CONVERGE HASN'T SLOWED a heartbeat since forming some 20-odd years ago. The band's 2001 masterpiece, Jane Doe, makes Hüsker Dü's Land Speed Record look like a "World's Greatest Dad" mug. The four members split their time between at least a half dozen bands, artistic careers, a recording studio, and a label, and still manage to tour the world about once a year. They can't even slow down onstage; singer Jacob Bannon once brought a pedometer on stage just for kicks. "I put [it] in my shoe before we played... I ran about three miles on stage, in an hour."

Converge's latest album, All We Love We Leave Behind, doubles down on their lifelong commitment to aural violence.
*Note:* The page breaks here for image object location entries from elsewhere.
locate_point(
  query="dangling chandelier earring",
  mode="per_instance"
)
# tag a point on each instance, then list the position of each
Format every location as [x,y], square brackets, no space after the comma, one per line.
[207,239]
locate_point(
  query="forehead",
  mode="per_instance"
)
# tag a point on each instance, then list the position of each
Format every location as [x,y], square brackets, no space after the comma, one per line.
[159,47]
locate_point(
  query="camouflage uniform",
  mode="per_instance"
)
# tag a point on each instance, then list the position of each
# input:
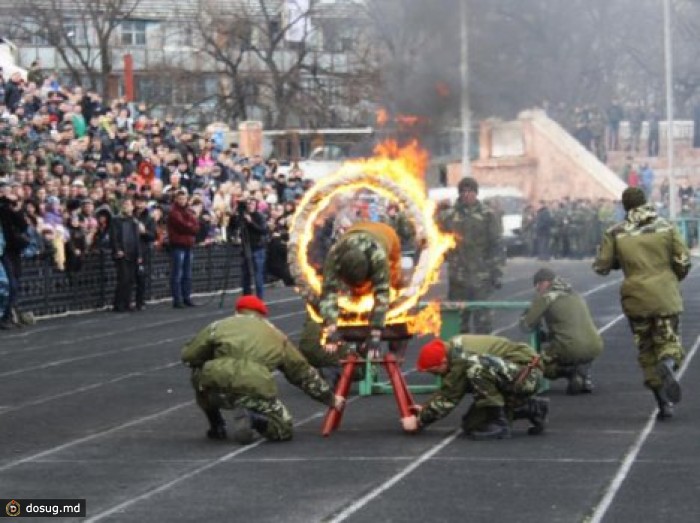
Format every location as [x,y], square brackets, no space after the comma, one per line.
[487,367]
[572,336]
[382,248]
[654,259]
[475,263]
[232,362]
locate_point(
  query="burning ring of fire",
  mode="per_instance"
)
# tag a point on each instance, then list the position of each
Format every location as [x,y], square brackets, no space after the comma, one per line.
[397,175]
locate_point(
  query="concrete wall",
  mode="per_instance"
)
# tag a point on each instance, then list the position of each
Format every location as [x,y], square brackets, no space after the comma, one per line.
[552,164]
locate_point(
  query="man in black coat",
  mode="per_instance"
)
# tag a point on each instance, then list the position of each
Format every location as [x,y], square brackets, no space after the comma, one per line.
[126,251]
[14,227]
[147,235]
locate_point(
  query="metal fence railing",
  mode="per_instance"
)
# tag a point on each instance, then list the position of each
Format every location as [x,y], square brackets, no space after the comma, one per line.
[45,290]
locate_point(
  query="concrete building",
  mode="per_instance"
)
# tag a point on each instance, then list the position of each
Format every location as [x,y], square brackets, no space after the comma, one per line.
[264,48]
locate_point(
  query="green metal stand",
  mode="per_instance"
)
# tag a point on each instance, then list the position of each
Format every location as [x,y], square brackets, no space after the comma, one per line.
[450,313]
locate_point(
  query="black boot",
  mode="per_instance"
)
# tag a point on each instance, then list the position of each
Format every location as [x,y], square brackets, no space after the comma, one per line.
[575,385]
[585,372]
[217,425]
[495,428]
[670,389]
[242,428]
[665,406]
[536,410]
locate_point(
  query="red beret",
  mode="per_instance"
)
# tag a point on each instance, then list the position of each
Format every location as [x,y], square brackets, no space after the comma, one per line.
[251,303]
[431,355]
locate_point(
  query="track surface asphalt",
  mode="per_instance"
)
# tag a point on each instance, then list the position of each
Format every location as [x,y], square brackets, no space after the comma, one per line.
[97,406]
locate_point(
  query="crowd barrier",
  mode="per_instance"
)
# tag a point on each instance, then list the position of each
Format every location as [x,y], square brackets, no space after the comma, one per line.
[45,290]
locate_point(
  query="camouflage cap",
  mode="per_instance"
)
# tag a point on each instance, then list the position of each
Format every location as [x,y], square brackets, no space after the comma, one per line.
[353,266]
[468,184]
[633,197]
[543,274]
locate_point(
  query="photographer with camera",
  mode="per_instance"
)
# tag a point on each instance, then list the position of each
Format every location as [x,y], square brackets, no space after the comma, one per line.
[252,227]
[183,225]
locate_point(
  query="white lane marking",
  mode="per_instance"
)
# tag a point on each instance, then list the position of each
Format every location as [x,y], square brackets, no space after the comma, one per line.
[377,491]
[91,386]
[56,363]
[79,441]
[31,331]
[187,475]
[631,456]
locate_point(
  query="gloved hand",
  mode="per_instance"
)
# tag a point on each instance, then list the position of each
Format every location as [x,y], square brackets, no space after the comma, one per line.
[374,343]
[339,402]
[410,423]
[332,341]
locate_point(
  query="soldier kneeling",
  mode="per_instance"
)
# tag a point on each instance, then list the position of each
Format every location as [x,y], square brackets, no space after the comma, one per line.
[503,376]
[232,362]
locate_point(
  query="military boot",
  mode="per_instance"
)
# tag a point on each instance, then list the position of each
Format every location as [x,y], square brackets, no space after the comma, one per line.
[575,381]
[536,410]
[585,372]
[665,406]
[217,425]
[242,427]
[670,389]
[496,426]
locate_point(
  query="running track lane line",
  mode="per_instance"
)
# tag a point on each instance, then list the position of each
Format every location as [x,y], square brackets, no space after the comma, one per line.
[614,487]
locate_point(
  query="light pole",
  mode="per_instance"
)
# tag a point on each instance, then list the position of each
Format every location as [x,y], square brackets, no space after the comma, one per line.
[668,61]
[464,77]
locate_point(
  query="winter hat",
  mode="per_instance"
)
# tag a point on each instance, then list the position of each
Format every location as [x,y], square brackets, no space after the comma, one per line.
[633,197]
[251,303]
[543,274]
[432,354]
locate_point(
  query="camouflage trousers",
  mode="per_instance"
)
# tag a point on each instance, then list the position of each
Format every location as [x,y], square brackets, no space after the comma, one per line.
[494,383]
[483,318]
[279,420]
[656,338]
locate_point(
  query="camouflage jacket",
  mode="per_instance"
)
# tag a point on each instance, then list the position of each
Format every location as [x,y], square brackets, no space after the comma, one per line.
[568,321]
[653,258]
[478,255]
[237,355]
[383,249]
[464,352]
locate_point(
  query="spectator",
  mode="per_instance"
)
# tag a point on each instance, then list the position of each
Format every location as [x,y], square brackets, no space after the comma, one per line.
[147,236]
[183,224]
[126,251]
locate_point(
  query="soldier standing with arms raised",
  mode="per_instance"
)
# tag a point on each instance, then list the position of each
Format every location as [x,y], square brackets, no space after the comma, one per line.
[654,259]
[475,263]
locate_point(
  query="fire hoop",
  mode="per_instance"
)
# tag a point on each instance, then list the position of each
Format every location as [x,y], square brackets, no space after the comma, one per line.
[393,178]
Surprises are few and far between, but that's not to say the music isn't a breathless, 40-minute face-rip. "We're still the same band we've always been," Bannon says from his basement studio, putting some finishing touches on a personal painting of the iconic Jane Doe cover. "That feeling I got when I was 14 or 15 years old, that never really changes."

Even if Bannon & Co. create the perfect lizard-brain nourishment for their adolescent selves, they approach it with the work ethic of true lifers. "It's the only livelihood that you have to constantly defend to be lower-middle class," he says. "We like to work, to be out there touring, playing shows to people... We don't take any days off." And defend they do: Their upcoming cross-country tour schedule gives them a one-day break to drive from Arizona to Texas. That day is Halloween.
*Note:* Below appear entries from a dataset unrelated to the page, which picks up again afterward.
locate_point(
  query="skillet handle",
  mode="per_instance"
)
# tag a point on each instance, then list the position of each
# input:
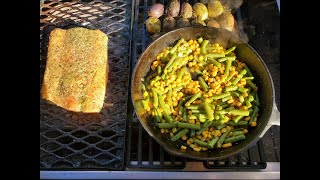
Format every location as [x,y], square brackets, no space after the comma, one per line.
[274,120]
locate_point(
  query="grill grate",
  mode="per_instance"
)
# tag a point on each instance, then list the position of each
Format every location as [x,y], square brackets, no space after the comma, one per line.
[87,141]
[143,152]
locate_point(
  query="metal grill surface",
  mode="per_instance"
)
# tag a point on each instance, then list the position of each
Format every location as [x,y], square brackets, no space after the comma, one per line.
[71,140]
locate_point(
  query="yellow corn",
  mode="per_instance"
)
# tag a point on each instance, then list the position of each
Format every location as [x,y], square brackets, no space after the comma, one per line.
[226,145]
[183,147]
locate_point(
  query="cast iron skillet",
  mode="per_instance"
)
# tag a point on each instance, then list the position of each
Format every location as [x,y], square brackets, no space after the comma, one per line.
[268,114]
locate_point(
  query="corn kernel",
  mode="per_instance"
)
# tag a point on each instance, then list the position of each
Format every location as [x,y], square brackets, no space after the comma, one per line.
[184,137]
[183,147]
[223,130]
[226,145]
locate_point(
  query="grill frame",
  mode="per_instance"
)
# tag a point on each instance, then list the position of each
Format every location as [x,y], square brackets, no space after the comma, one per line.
[79,141]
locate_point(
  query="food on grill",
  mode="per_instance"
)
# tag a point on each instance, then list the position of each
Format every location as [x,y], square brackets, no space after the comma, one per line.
[213,23]
[226,21]
[168,24]
[186,10]
[153,25]
[76,71]
[201,94]
[198,22]
[156,10]
[214,8]
[183,22]
[200,11]
[173,8]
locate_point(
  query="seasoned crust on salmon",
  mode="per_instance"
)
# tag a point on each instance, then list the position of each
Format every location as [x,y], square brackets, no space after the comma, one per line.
[76,71]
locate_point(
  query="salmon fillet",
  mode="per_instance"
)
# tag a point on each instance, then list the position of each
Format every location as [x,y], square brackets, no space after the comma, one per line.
[76,71]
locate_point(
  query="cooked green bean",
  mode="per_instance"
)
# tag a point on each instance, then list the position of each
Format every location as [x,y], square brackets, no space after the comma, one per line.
[208,110]
[167,125]
[189,126]
[203,46]
[228,51]
[194,97]
[203,84]
[205,126]
[167,117]
[179,134]
[231,58]
[240,75]
[201,143]
[212,142]
[222,138]
[231,88]
[234,139]
[254,114]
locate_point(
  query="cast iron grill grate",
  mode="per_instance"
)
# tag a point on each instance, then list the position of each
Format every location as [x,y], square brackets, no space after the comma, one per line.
[87,141]
[143,152]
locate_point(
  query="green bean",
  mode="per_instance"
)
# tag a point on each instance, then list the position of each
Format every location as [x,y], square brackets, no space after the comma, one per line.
[212,142]
[193,98]
[234,139]
[201,143]
[231,88]
[254,114]
[240,75]
[226,98]
[237,118]
[241,99]
[208,110]
[169,63]
[221,126]
[236,133]
[193,133]
[220,96]
[205,126]
[155,97]
[203,84]
[167,117]
[228,65]
[185,115]
[174,48]
[239,123]
[169,97]
[214,62]
[179,134]
[198,72]
[163,105]
[189,126]
[156,116]
[248,78]
[250,83]
[257,101]
[167,125]
[231,58]
[222,139]
[248,103]
[228,51]
[181,72]
[203,46]
[239,112]
[235,93]
[248,70]
[221,111]
[242,89]
[215,55]
[198,111]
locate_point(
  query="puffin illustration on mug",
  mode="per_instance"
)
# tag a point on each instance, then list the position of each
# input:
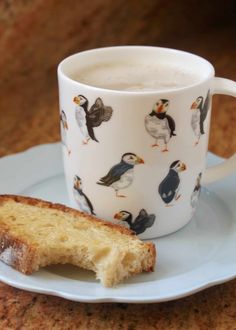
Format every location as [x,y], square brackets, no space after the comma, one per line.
[87,119]
[160,125]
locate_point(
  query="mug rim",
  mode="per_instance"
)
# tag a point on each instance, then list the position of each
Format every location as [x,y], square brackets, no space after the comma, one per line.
[63,75]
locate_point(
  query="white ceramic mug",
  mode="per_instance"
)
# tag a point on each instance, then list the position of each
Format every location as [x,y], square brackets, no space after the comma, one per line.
[114,142]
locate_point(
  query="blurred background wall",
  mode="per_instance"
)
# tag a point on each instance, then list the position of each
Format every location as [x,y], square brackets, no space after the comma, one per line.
[35,35]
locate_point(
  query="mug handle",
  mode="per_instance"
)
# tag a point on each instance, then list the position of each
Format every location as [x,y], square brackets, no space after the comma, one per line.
[218,172]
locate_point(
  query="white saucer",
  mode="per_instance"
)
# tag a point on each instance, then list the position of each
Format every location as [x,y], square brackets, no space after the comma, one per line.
[200,255]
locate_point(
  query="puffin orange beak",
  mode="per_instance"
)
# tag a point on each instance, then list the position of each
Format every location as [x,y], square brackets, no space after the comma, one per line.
[160,108]
[76,100]
[140,160]
[117,216]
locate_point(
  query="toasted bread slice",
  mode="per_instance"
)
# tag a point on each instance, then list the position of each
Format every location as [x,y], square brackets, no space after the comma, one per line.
[36,233]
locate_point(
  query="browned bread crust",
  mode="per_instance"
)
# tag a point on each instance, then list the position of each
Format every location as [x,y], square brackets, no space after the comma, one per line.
[23,255]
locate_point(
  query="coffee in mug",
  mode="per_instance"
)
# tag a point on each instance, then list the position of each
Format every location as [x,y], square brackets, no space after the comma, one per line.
[135,127]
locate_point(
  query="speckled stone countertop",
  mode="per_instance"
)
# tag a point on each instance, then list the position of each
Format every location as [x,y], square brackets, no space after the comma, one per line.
[34,37]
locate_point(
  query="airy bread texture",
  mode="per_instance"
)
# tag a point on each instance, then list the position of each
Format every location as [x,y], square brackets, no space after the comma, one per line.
[36,233]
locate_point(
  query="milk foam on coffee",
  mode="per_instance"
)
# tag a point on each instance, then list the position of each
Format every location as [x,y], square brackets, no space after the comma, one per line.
[126,76]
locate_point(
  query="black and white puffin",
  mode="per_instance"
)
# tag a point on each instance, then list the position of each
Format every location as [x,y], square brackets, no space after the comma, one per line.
[121,175]
[199,110]
[196,191]
[82,200]
[88,119]
[169,187]
[160,125]
[140,223]
[64,129]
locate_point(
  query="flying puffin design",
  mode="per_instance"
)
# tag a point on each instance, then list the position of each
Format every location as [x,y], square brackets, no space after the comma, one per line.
[199,113]
[64,129]
[82,200]
[160,125]
[121,175]
[88,119]
[138,225]
[196,192]
[169,187]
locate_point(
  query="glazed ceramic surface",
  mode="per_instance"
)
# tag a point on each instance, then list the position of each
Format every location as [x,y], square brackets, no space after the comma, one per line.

After 22 years of coping with the tension and release of creating exciting experimental punk, Converge has become a family—a family made up of four of the biggest Converge fans in the world. All We Love We Leave Behind's titular proclamation doesn't come off as a lament; instead, the cry is Bannon coming to terms with his body of work as a fleeting, finite thing. Bannon breaks it down simply: If the band starts to make music that doesn't please them first, "You won't hear from us anymore."